A Research Agenda

"My code is very modular."

I have heard this claim and variations of it many times (and not just by students...) and every time I hear it, I want to ask how the speakers knows this to be true. When I do ask, I get useful answers such as "I designed it that way." This kind of circular reasoning tells me nothing and can hardly be considered good engineering practise. If engineering means anything, it means measurement of some form or other and so I do not accept any support for claims of modularity that does not include measurement.

The problem with requiring measurements of modularity is there are none. I've been told that such things as coupling and cohesion are measures of modularity, but these attributes do not even have precise definitions so cannot be considered measurements. I've been told that there are metrics for coupling and cohesion such as CBO and LCOM from the CK metric suite [CK91]. The problem with those metrics is there are so many of them [BDW98,BDW99] and so it's not clear which should be used to measure modularity, or even do any of them have any useful relationship to what we consider to be modularity.

The real problem I have with the CK suite and similar metrics is that they only measure a single module (or class in this case). I claim that the quality of the design of a system is not something that can be determined by looking at individual classes. It is conceivable that every class in a system could be considered reasonable by whatever single-class metrics are being used, but the overall design is considered bad. Even if we do find some "bad" classes, we are still left with the question as to whether it is worth the effort to redesign them so that they are "good" without causing problems for other classes. Problems at the design level of a class are unlikely to be fixed without impacting other classes. Finally, it is quite clear that claims of modularity are not being made of single classes, but of the overall design. What we need is measurements of design quality that apply to the entire design.

Measuring overall design quality has a number of issues, not least of which is what "quality" means. I suspect that often claims about modularity are really referring to the degree to which the system can be changed, that is, "modifiability". I also suspect that most of the time, the speaker is really just using "modularity" as a synonym for "good" and haven't thought about what it might really mean. The problem with this is there are a number of different quality attributes that we care about and it seems very unlikely that one design will simultaneously meet all requirements of goodness. For example, a design intended to allow a system to be created quickly ("buildability") will probably contain design decisions that will make it more difficult to change ("modifiability") than other designs. Designs aimed at modifiability are likely to have properties that affect "performance". Designs intended to have good performance may contain decisions that are difficult to understand ("understandability").
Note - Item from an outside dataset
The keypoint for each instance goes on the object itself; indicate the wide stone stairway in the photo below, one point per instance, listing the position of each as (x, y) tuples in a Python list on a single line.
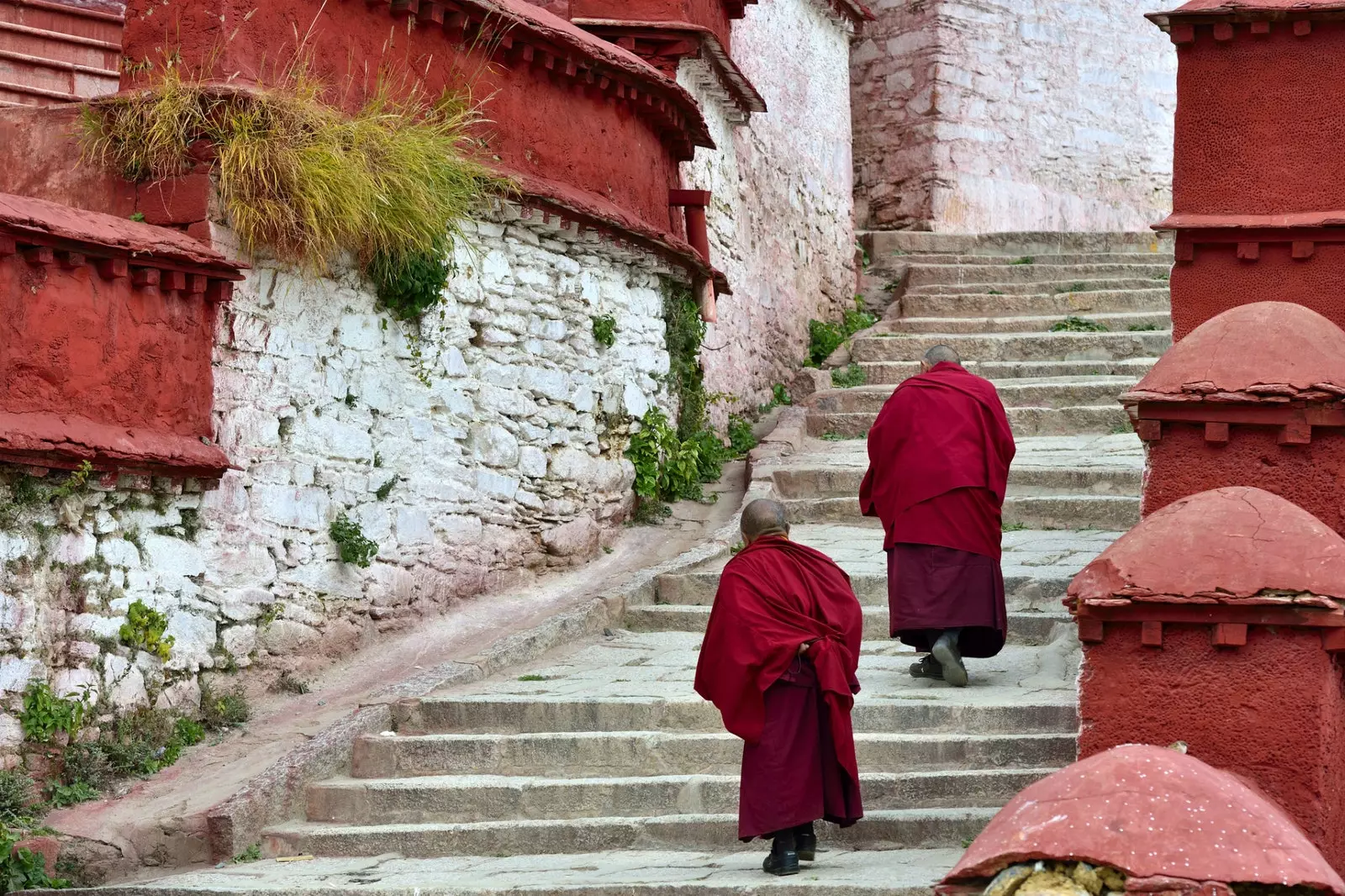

One quality attribute that has received a lot of attention is "correctness", that is, the degree to which the system meets the behaviour needed by the customer. Many researchers have tried to find relationships between various forms of measurements (usually related to the CK metric suite) and measures of correctness based on "defects". The problem I have with these studies is that there is rarely sufficient detail about the studies to allow them to be replicated. Repeatable experiments is a fundamental aspect of science. Most importantly, in my opinion, the studies to not give clear definitions of what is meant by "defect". Given the problems in measuring defects [FP96] it is difficult to treat the results of these studies with any confidence, and impossible to repeat the studies. We need to carry out repeatable studies.

One means to carry out repeatable studies is through the use of software corpora. If studies are carried out on a a clearly identified set of software artifacts, then other studies can be performed on the same set with some confidence that all studies are dealing with the same thing. Developing a corpus has been difficult in the past. For example, the existence of different dialects of languages made it difficult to manage different applications. Much more problematic was the fact that much software was proprietary and so access was difficult. The growth of the open source software movement has reduce this problem and the large-scale use of languages such as Java whose standards are followed have made management easier. There is a difficulty in knowing how "representative" any given corpus is, but that difficulty exists in linguistics corpora too, and the linguistics community seem to cope [Hun02].

Even with a corpus, there's still the question of where to start in the quest for a design quality metric. What we need to do is start with the basics. We need to find attributes of software that we can all agree on how to measure them. Much of the existing work on software measurement tries to relate some set of measurements with some quality attributes. This seems to have been taken to the point where work on measurements that don't try to establish some relationship with quality attributes is deemed not useful. But if we can't agree on what attribute the measurements apply to, then what is the point of knowing that some relationship exists between those measurements and some quality attribute?

So what kind of attribute is worth measuring if it doesn't related to some notion of quality? Consider the measurements of "height" of a human. Such measurements are made all the time despite the fact that there is no direct relationship between height and quality attributes of humans. Yes height can be indicative - a height too different from the norm is considered an indicator of health problems, but that's only useful because the norms are known. Heights can affect choice of career (someone who is tall has some advantage for basketball but a disadvantage for pilots of small military aeroplanes); heights have some impact on choice of clothes (but knowledge of height alone isn't sufficient for finding a good fit). But knowing only heights is generally of limited use, and yet it is considered a fundamental measurement for humans. We need to agree on how to measure the fundamental attributes of software.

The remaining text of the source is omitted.